Computer-Aided Facial Reconstruction of “Mary-Magdalene” Relics Following Hair and Skull Analyses

Introduction

In the context of the inventory and systematic examination of the relics preserved in the diocese of Fréjus-Toulon (Provence, southern France), it was possible to conduct the forensic study of the skull and hair (formerly adherent to the skull), constituting the relics known as “of Mary-Magdalene.” This study is the first step in the interdisciplinary study of these important remains for the Christian community (the third most important tomb of all Christianity after the Holy Sepulchre in Jerusalem and the grave of St. Peter in Rome).

Local Tradition and History

According to a Provençal legend, Mary-Magdalene, Marthe, and Lazarus, their brothers, accompanied by Maximin, Sidoine, Mary Jacobe, Mary Salome, and Sarah, fled from persecution and it was on the coasts of Provence (South-East France) that they were evangelized. Mary-Magdalene then retired for 30 years in the mountains of Sainte-Baume to do penance. Apprehending her approaching death, she finally joined Maximin, who had become bishop of Aix. Maximin then had her buried in the place where the Benedictine priory church (dedicated to this saint) was erected in 1279.

By the 13th century, the exact location of the tomb of Mary-Magdalene had been forgotten. At the time of the Saracen invasions, the body of the saint was supposed to have been transferred to the abbey of Vézelay (Burgundy, France).
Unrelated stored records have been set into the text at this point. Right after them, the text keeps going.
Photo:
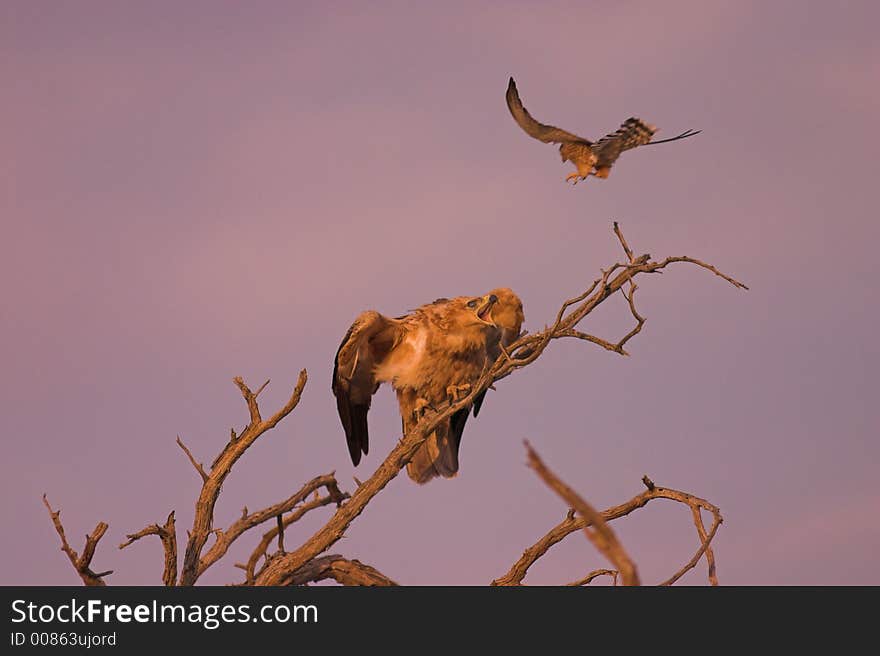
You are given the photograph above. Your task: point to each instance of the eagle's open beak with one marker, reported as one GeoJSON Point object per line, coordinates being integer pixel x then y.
{"type": "Point", "coordinates": [486, 308]}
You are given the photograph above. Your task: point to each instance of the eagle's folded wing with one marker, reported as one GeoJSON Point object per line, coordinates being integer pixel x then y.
{"type": "Point", "coordinates": [365, 345]}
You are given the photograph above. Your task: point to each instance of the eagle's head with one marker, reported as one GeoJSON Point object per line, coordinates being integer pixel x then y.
{"type": "Point", "coordinates": [480, 307]}
{"type": "Point", "coordinates": [506, 313]}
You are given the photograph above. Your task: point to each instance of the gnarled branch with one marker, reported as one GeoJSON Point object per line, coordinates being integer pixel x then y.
{"type": "Point", "coordinates": [346, 572]}
{"type": "Point", "coordinates": [204, 515]}
{"type": "Point", "coordinates": [602, 537]}
{"type": "Point", "coordinates": [168, 535]}
{"type": "Point", "coordinates": [82, 564]}
{"type": "Point", "coordinates": [518, 355]}
{"type": "Point", "coordinates": [570, 524]}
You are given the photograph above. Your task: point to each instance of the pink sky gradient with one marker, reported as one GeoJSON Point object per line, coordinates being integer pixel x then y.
{"type": "Point", "coordinates": [193, 191]}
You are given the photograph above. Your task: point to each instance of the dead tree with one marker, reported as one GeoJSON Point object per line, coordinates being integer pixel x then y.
{"type": "Point", "coordinates": [305, 563]}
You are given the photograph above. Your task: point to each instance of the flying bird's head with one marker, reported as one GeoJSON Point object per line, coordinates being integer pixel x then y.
{"type": "Point", "coordinates": [507, 314]}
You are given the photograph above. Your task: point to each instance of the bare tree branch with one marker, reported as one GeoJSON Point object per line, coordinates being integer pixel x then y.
{"type": "Point", "coordinates": [519, 354]}
{"type": "Point", "coordinates": [602, 537]}
{"type": "Point", "coordinates": [570, 524]}
{"type": "Point", "coordinates": [263, 546]}
{"type": "Point", "coordinates": [197, 465]}
{"type": "Point", "coordinates": [305, 564]}
{"type": "Point", "coordinates": [250, 520]}
{"type": "Point", "coordinates": [202, 523]}
{"type": "Point", "coordinates": [593, 575]}
{"type": "Point", "coordinates": [80, 563]}
{"type": "Point", "coordinates": [704, 548]}
{"type": "Point", "coordinates": [168, 535]}
{"type": "Point", "coordinates": [346, 572]}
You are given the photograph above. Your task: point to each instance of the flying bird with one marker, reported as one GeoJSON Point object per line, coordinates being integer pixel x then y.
{"type": "Point", "coordinates": [430, 356]}
{"type": "Point", "coordinates": [589, 157]}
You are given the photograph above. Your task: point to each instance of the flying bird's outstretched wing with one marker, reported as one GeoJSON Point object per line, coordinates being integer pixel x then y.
{"type": "Point", "coordinates": [588, 157]}
{"type": "Point", "coordinates": [541, 132]}
{"type": "Point", "coordinates": [365, 346]}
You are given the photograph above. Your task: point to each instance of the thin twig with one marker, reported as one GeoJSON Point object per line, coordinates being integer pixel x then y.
{"type": "Point", "coordinates": [80, 563]}
{"type": "Point", "coordinates": [199, 468]}
{"type": "Point", "coordinates": [168, 535]}
{"type": "Point", "coordinates": [602, 537]}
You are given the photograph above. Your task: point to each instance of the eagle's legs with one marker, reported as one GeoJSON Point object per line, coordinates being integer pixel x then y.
{"type": "Point", "coordinates": [456, 392]}
{"type": "Point", "coordinates": [421, 406]}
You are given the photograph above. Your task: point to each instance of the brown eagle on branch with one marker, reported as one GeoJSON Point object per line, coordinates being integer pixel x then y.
{"type": "Point", "coordinates": [430, 356]}
{"type": "Point", "coordinates": [589, 157]}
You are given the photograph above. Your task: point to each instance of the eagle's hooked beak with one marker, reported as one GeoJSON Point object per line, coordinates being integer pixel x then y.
{"type": "Point", "coordinates": [486, 307]}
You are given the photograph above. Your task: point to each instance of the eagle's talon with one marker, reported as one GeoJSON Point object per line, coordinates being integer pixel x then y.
{"type": "Point", "coordinates": [457, 392]}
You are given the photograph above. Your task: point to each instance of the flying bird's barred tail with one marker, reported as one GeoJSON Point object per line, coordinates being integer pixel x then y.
{"type": "Point", "coordinates": [533, 128]}
{"type": "Point", "coordinates": [633, 132]}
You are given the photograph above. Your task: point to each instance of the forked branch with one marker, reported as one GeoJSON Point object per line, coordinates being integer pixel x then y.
{"type": "Point", "coordinates": [601, 535]}
{"type": "Point", "coordinates": [521, 353]}
{"type": "Point", "coordinates": [168, 535]}
{"type": "Point", "coordinates": [82, 564]}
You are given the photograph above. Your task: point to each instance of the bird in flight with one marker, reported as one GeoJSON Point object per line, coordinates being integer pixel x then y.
{"type": "Point", "coordinates": [589, 157]}
{"type": "Point", "coordinates": [430, 356]}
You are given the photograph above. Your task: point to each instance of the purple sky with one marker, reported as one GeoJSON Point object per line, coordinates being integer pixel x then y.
{"type": "Point", "coordinates": [194, 191]}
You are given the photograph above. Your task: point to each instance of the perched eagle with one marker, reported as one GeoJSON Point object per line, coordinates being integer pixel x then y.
{"type": "Point", "coordinates": [590, 158]}
{"type": "Point", "coordinates": [429, 356]}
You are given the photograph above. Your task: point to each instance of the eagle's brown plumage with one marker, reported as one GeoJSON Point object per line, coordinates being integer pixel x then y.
{"type": "Point", "coordinates": [589, 158]}
{"type": "Point", "coordinates": [429, 356]}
However, in 1267, the Burgundian monks solemnly presented the relics they possessed, and it turned out to be a few bones and not the whole body as had been believed until then. It was therefore necessary to seek the latter in Provence, where the Vezelians had supposedly gone to retrieve them. It was Charles II of Salerno, lieutenant of Provence for his father, Count Charles d’Anjou, who, after consulting the local annals and chronicles, undertook excavations in the church of Saint-Maximin where he discovered in December 1279 the crypt sheltering the supposed tomb of Mary-Magdalene.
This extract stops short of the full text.